If medalist James Erkenbeck wins the U.S. Amateur Public Links Championship, expect him to play a lot of holes at Soldier Hollow Golf Course.
"I can’t really seem to take a big lead,a' said Erkenbeck, 22, a San Diego native who is a rising senior at the University of New Mexico. "But when things start going the wrong way, I find a way to get back into it. I think 90 percent of my matches go to 18."
After being the underdog in previous matches at the Public Links – he lost to Rickie Fowler in 2009 and Harris English in 2011 – Erkenbeck will be the favorite against Alex Edfort, of Somerset, N.J., in his first-round match.
"I feel like after playing against [Fowler and English], I’m pretty well tested," said Erkenbeck, who reached the third round last year at Bandon Dunes Resort in Oregon.
Eckenbeck hopes his relatively error-free play – he only made two bogeys in stroke play – will carry over to match play.
"You’re still going to hit the same shots off the tee," he said. "You’re going to play the holes differently depending on your opponent, but the strategy remains the same."
Although he is from the coast, Erkenbeck is energized by Soldier Hollow’s altitude, which is similar to the elevation in Albuquerque, N.M., where he plays and practices collegiately. Plus, he has a trick for playing a mile above sea level.
"I love playing altitude," he said. "I feel like there’s less friction so the ball is harder to curve. So it lets me relax a little bit because I know if I hit it solid and start it on line, it’s going to end up in play, which is the most important thing on this course."
Wearing a cap and sunglasses, Johnny Miller cut a relatively anonymous figure at Soldier Hollow. But it was easy to recognize the 1973 U.S. Open champion and NBC lead golf analyst once he started providing his views about the hilly layout.
"A lot of these kids play on flat golf courses," said Miller, who lives in nearby Charleston, Utah "And when they play a lot on flat courses, they struggle on hilly ones.
"And then adjusting to the altitude is really hard for them. The thing that people don’t know is that when you hit it in the rough and you can’t spin it, the ball just comes out and drops. It’s not like down at sea level."
Insights like these have made Miller an entertaining presence in the broadcast booth, as he will be this week during the U.S. Senior Open at Indianwood Golf & Country Club in Lake Orion, Mich. He has never been afraid of making a prediction, and he has a favorite this week.
"Zac Blair has a chance to win it all," said Miller. "He’s played this course and he’s a Utah boy. My son [Todd] coaches him [at BYU]."
The honorary chairman for the Public Links, Miller would like to see additional USGA championships in Utah, especially at Thanksgiving Point, which he designed.

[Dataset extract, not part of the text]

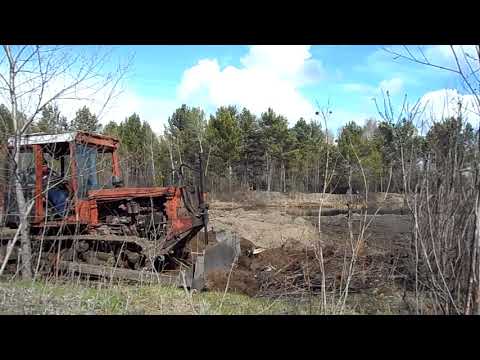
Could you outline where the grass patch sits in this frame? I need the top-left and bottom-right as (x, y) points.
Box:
(0, 280), (408, 315)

"We have some very nice courses now," said Miller. "Thanksgiving Point was designed for big events. I don’t see why not."
Speaking of Blair, the Ogden resident shot 2-under 69 in the second round for a 36-hole total of 2-under 140. The improved round made him feel better about his game going into match play.
"It was a little better today," said Blair. "If I can get the putter going, it should be pretty good. As long as you can shoot around par and not make too many mistakes, you have a pretty good shot [of winning your match]."
Blair, 21, made it to match play in the 2009 and 2010 Public Links, but lost in the first round both times.
"I’ve taken myself out of it in the first round by making too many mistakes," said Blair. "As long as I can keep playing the way I played today, that should get it done. It’s avoiding bogeys more than anything."
Also trying to improve his USGA match-play record is fellow Utah resident Dan Horner, who matched Blair at 2-under 140 after shooting 71 in the second round.
"I didn’t play great, but I would have taken this score at the beginning of the day," said Horner, 34. "I prefer match play because it frees you up a little bit. I know my match-play record in USGA events is not that great. I think it’s 1-4."